I’m heading around the corner from our office in Glasgow to Health Protection Scotland (HPS) at Meridian Court to meet with Professor David Goldberg. David is responsible for the HPS group dealing with Blood Borne Viruses, Sexually Transmitted Infections, Vaccine Preventable Diseases and Respiratory Infections, and Lead on Hepatitis (B and C) and HIV/STI programmes of work.

I haven’t met David before so I’m unsure of his views regarding supervised injecting facilities (SIFs) but I’ve heard from colleagues that he’s interested in supporting the discussions to take this agenda forward.

So we head into one of the meeting rooms and I launch into my spiel about my aspirations for SIFs in Scotland and that perhaps this would be more acceptable to some if introduced as a pilot. David tells me he is personally supportive of SIFs but that this is “not enough” and advises against suggesting a ‘pilot’. He goes on to describe the potential benefits of promoting an ‘evaluation of effectiveness’ by an independent research team which may be seen as more acceptable and would address all of the predictable positive outcomes but also identify any less favourable consequences or effects. He stated he was convinced that a research study would show real benefits and therefore have a strong case to continue following the evaluation period and that this approach may make it easier to push through legal exemptions for the purpose of a ‘study’.

I hadn’t considered the research aspect so I asked hypothetically what the process would be to get the wheels in motion if we were to take this forward;

A steering group would be established with several organisations and international representation and this would be seen as the ‘operational team’. It seems appropriate that Glasgow would be the initial site based on the numbers of people injecting in public, high prevalence of injecting drug users, recent bacterial infection outbreaks (eg. botulism) and increases in new cases of HIV. Funding would be sought from the Scottish Government (and perhaps the local health board area/alcohol and drug partnership) to allow the proposal to go out to tender for potential evaluation teams.

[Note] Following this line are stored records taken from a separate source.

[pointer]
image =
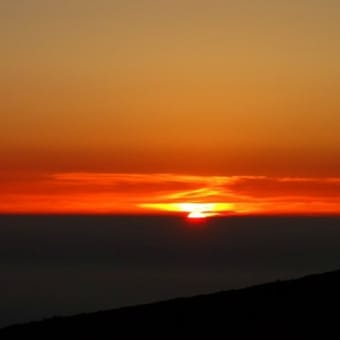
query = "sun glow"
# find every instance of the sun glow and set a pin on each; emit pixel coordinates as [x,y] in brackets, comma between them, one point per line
[194,210]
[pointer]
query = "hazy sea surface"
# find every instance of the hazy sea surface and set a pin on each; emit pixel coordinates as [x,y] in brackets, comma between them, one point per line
[60,265]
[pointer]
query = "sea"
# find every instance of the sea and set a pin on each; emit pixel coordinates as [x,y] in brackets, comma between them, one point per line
[65,265]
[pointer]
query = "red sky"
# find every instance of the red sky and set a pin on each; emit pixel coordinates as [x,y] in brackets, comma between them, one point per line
[116,94]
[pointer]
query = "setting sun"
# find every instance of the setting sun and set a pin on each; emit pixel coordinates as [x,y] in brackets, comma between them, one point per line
[194,210]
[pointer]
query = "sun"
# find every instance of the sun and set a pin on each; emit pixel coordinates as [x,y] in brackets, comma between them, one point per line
[197,210]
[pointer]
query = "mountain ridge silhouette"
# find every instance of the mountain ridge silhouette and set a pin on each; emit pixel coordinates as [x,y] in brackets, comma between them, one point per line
[305,306]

We then got a bit ahead of ourselves and started to consider where the best place would be, what the building might look like and what services would be on offer, with David pointing out that we would want to make the environment warm, welcoming and inviting. He also suggested that we could look to hire a portacabin which could be introduced quickly and designed to include several health services, part of which could be a ‘drop in’ separate to the injection part and accessible to people who use drugs, particularly those who are homeless. I can see his point about how this would be ideal on some levels, but I have a lot of reservations about how prominent this type of building would appear and that people may be reluctant to attend a service that would make them easily identifiable en route, especially to police. It will be interesting to hear the thoughts from Sydney on this matter.

So although this was a fairly brief meeting I felt I’d gained a lot from it and certainly had some other perspectives to consider. We agreed it would be useful to present my findings on my return from Australia and I will get back in touch with David in due course to do so. I hope we’ll work together on this in the future…

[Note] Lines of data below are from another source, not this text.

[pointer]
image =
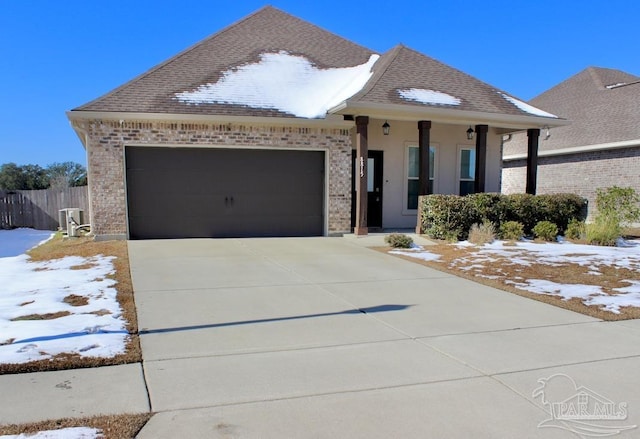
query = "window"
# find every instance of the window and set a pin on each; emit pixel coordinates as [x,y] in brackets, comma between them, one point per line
[413,172]
[467,170]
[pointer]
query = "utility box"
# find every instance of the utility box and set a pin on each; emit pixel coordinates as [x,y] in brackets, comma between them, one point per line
[69,219]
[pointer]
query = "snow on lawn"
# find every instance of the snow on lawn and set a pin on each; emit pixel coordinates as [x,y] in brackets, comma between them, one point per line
[279,80]
[527,253]
[17,241]
[63,433]
[417,252]
[36,323]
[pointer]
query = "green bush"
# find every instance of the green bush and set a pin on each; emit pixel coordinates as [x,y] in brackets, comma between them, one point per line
[443,216]
[451,216]
[398,240]
[560,209]
[511,230]
[522,208]
[621,204]
[546,230]
[603,231]
[575,229]
[484,233]
[486,207]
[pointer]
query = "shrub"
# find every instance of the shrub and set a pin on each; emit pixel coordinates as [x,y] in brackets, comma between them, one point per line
[522,208]
[619,203]
[603,231]
[398,240]
[575,229]
[546,230]
[560,209]
[484,233]
[511,230]
[451,216]
[486,207]
[444,215]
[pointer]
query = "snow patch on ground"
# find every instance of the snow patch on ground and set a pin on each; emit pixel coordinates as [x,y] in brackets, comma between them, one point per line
[63,433]
[429,97]
[526,107]
[17,241]
[417,253]
[284,82]
[527,253]
[31,293]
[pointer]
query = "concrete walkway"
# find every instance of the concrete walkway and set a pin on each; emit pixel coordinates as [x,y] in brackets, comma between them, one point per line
[325,338]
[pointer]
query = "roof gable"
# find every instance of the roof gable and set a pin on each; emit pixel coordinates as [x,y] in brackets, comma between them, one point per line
[404,76]
[268,30]
[273,64]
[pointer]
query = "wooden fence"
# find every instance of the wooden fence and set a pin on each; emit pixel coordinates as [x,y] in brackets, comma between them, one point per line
[39,209]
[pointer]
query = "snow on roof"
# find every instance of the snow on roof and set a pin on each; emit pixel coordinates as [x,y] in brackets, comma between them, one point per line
[526,107]
[284,82]
[430,97]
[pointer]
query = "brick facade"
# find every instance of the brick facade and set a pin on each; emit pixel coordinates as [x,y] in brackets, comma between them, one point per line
[106,169]
[580,173]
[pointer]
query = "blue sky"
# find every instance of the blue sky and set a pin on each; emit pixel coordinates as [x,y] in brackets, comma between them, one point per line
[56,56]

I completely understand where he’s coming from with the need to get buy in for SIFs by means of an evaluation but I have to admit that I am already convinced by the international evidence and came across this quote on the International Network of Drug Consumption Rooms website prior to writing this update –

“Research to prove that injecting inside drug consumption rooms is safer than injecting elsewhere, is like needing to prove that jumping from a plane with a parachute is safer than jumping without one.”